Protocol of the Session on November 13, 2002

Das andere ist Ihnen unangenehm; das kann ich mir vorstellen. Über das andere reden Sie nicht so gern. Darüber rede ich genauso gern; ich rede aber auch gerne über die R 6.

Erstens. Das von Ihnen ungeliebte R-6-Modell ist ein Bombenerfolg. Die Eltern akzeptieren es und sie wollen es.

(Beifall bei der CSU)

Sie sind doch sonst diejenigen, die dauernd vom Elternwillen reden, oder sollten wir uns da geirrt haben? Jetzt freuen sich die Eltern darüber; sie melden ihre Kinder an. Sie von der SPD beklagen jetzt letztendlich, dass es für die Kinder die sechsstufige Realschule gibt, weil sie ein so erfolgreiches Modell ist? Ich muss Ihnen ehrlich sagen, dass Ihre Argumentation schon etwas seltsam ist.

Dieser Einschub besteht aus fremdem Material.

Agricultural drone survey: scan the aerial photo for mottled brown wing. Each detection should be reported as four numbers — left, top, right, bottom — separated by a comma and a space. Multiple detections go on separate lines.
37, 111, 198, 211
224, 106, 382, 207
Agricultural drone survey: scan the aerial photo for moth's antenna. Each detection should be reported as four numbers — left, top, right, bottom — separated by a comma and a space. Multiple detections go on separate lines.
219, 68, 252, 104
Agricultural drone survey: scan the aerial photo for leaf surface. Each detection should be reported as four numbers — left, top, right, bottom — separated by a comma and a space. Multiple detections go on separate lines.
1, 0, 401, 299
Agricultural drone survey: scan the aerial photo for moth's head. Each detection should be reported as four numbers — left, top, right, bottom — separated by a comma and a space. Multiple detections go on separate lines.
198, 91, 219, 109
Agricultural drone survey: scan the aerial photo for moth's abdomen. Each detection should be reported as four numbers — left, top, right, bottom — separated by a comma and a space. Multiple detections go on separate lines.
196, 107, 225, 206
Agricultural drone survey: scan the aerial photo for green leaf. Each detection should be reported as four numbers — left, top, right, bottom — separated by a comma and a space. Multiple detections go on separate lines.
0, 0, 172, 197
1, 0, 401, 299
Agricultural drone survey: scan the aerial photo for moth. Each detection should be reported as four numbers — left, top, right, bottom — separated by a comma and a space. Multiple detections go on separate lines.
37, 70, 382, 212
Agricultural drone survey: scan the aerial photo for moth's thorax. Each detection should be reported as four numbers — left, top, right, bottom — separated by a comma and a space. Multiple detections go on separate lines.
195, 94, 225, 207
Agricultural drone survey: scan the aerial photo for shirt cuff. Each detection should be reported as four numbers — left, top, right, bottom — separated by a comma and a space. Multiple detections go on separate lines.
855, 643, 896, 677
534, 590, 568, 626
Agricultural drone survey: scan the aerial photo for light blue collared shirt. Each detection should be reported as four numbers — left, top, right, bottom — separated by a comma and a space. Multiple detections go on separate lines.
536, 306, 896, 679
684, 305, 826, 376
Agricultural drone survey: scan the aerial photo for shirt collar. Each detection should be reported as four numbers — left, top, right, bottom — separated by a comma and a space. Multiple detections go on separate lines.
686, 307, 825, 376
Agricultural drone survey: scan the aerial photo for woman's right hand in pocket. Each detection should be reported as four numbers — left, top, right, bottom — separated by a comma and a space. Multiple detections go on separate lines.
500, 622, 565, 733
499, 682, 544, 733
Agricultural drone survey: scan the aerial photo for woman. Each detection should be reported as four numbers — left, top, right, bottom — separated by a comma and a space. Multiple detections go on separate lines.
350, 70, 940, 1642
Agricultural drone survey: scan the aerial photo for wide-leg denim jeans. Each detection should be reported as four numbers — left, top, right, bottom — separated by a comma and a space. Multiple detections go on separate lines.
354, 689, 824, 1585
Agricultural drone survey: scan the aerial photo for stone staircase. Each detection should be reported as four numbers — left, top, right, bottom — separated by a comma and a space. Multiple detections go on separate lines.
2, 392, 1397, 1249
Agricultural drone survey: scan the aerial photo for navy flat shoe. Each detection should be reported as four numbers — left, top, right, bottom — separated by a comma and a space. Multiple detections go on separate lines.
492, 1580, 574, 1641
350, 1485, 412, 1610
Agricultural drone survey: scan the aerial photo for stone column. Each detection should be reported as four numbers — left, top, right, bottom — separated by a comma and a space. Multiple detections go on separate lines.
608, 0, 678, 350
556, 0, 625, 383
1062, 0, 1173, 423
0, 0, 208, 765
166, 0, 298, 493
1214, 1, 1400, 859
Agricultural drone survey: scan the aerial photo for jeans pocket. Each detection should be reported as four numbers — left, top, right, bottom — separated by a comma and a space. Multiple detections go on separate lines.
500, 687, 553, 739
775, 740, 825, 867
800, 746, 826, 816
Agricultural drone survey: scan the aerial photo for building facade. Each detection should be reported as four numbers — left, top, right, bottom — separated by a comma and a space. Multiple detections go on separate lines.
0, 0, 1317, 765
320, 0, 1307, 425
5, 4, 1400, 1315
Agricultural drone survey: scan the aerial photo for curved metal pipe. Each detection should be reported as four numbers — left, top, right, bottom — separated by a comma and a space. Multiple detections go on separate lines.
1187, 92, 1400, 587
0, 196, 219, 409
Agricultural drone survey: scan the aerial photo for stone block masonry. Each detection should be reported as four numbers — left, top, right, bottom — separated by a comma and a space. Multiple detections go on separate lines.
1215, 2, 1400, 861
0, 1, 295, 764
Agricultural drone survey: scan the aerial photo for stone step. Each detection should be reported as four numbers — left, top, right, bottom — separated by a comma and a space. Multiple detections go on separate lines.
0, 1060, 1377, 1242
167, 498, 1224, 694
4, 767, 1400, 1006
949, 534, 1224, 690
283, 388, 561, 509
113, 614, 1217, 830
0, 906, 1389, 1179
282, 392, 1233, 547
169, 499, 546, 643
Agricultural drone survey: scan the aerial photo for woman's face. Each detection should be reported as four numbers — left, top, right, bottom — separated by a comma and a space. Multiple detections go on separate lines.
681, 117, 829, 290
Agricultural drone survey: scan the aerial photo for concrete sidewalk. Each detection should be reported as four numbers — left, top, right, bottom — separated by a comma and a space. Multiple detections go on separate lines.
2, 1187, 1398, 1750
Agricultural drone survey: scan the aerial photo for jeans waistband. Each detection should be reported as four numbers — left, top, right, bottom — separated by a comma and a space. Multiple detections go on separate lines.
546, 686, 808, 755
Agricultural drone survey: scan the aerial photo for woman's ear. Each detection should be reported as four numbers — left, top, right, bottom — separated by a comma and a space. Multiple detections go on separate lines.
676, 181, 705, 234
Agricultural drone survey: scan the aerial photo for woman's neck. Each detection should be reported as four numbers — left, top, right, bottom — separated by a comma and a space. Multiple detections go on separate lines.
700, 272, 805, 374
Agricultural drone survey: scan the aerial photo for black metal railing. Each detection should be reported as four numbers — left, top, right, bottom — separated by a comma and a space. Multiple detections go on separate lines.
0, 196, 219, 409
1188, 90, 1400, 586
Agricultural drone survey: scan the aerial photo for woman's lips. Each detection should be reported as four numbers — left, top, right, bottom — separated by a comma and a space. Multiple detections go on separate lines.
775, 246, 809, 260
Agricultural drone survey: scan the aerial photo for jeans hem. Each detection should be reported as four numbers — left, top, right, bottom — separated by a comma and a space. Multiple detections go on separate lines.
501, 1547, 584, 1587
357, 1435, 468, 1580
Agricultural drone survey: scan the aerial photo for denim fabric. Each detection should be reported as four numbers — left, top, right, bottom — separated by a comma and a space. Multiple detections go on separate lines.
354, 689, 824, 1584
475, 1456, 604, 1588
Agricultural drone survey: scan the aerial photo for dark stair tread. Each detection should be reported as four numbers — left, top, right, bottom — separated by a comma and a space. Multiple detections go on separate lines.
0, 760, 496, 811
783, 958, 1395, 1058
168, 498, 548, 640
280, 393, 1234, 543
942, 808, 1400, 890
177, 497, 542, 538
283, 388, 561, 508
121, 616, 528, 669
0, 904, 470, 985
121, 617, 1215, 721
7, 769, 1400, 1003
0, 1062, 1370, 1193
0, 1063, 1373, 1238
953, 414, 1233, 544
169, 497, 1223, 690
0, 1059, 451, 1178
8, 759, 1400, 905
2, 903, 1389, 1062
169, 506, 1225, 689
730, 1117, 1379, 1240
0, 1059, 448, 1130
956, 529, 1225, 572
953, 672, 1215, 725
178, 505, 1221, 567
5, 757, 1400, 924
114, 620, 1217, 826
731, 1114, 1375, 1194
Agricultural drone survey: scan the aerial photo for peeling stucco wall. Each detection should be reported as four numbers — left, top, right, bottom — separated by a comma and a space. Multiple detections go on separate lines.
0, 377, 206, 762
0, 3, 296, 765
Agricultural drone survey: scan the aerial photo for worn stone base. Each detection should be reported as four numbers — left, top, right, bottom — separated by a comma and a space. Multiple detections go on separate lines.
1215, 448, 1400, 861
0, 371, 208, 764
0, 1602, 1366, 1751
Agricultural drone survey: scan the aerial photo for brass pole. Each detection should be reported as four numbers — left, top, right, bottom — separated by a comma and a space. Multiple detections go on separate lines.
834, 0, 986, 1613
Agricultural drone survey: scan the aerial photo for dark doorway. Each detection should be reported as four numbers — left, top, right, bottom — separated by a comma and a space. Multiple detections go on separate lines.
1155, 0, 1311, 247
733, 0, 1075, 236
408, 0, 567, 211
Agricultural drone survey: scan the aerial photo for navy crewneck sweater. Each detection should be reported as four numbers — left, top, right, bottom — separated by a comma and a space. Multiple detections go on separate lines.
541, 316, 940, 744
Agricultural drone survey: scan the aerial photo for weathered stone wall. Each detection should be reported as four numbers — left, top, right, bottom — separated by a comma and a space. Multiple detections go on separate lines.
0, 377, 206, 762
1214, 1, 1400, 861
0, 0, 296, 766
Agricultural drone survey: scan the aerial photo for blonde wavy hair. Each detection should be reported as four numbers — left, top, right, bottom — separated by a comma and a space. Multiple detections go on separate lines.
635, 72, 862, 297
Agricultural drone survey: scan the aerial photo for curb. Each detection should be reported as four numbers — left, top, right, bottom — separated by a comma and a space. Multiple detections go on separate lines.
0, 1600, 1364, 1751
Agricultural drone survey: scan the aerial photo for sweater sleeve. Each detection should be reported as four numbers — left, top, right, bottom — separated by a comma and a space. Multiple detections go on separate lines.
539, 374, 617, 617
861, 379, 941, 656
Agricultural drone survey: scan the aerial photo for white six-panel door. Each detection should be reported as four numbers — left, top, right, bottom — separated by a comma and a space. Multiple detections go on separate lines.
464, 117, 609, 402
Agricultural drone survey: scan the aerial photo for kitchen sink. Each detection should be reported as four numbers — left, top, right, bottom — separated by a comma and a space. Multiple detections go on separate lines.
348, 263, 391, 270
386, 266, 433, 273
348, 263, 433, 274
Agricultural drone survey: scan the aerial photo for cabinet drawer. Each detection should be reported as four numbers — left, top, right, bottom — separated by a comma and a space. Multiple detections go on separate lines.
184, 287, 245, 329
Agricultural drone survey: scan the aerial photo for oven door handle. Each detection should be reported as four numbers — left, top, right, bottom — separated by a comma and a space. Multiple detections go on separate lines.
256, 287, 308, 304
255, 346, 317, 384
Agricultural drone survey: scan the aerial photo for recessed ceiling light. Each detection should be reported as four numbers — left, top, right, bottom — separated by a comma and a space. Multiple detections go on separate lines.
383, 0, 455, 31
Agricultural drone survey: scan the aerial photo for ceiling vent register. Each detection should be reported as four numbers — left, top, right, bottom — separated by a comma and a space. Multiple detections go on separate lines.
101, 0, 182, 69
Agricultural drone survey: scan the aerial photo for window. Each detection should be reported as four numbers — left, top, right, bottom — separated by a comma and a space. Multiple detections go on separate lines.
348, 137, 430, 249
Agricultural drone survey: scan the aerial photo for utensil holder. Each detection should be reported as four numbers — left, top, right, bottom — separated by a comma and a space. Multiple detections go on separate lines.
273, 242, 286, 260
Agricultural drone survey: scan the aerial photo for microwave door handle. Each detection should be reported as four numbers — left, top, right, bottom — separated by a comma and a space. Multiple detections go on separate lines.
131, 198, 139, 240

Zweitens. Ich glaube, wir alle miteinander wissen, dass Schulhausbau Sache der Kommunen ist, der vom Freistaat Bayern bezuschusst wird, und dass die Personalkosten vonseiten des Freistaates getragen werden, wenn es staatliche Schulen sind. Daneben gibt es eine Menge privater Schulen und einen kleineren Anteil an kommunalen Schulen. Angesichts dieser Situation muss bei Ihnen, Frau Radermacher, die Übersicht aus dem Jahr 1999 irgendwo verloren gegangen sein, als wir exakte Daten geliefert haben, die besagen, dass wir im Schulhausbau Kosten haben werden und dass wir bei der Schülerbeförderung Kosten haben werden. Das, was Sie jetzt – nach meinem Dafürhalten unlauter – tun, ist, die Steigerung der Schülerzahlen insgesamt mit dem Anstieg der Schülerzahlen bedingt durch die sechsstufige Realschule zu vermengen. Dies sind aber zwei verschiedene Paar Stiefel. Eine Menge von Kommunen hatte uns bereits vorangekündigt, dass sie bauen müssen, weil aufgrund der steigenden Schülerzahlen, demografisch bedingt oder aufgrund der Attraktivität der Realschulen, Fachräume und Klassenzimmer fehlen.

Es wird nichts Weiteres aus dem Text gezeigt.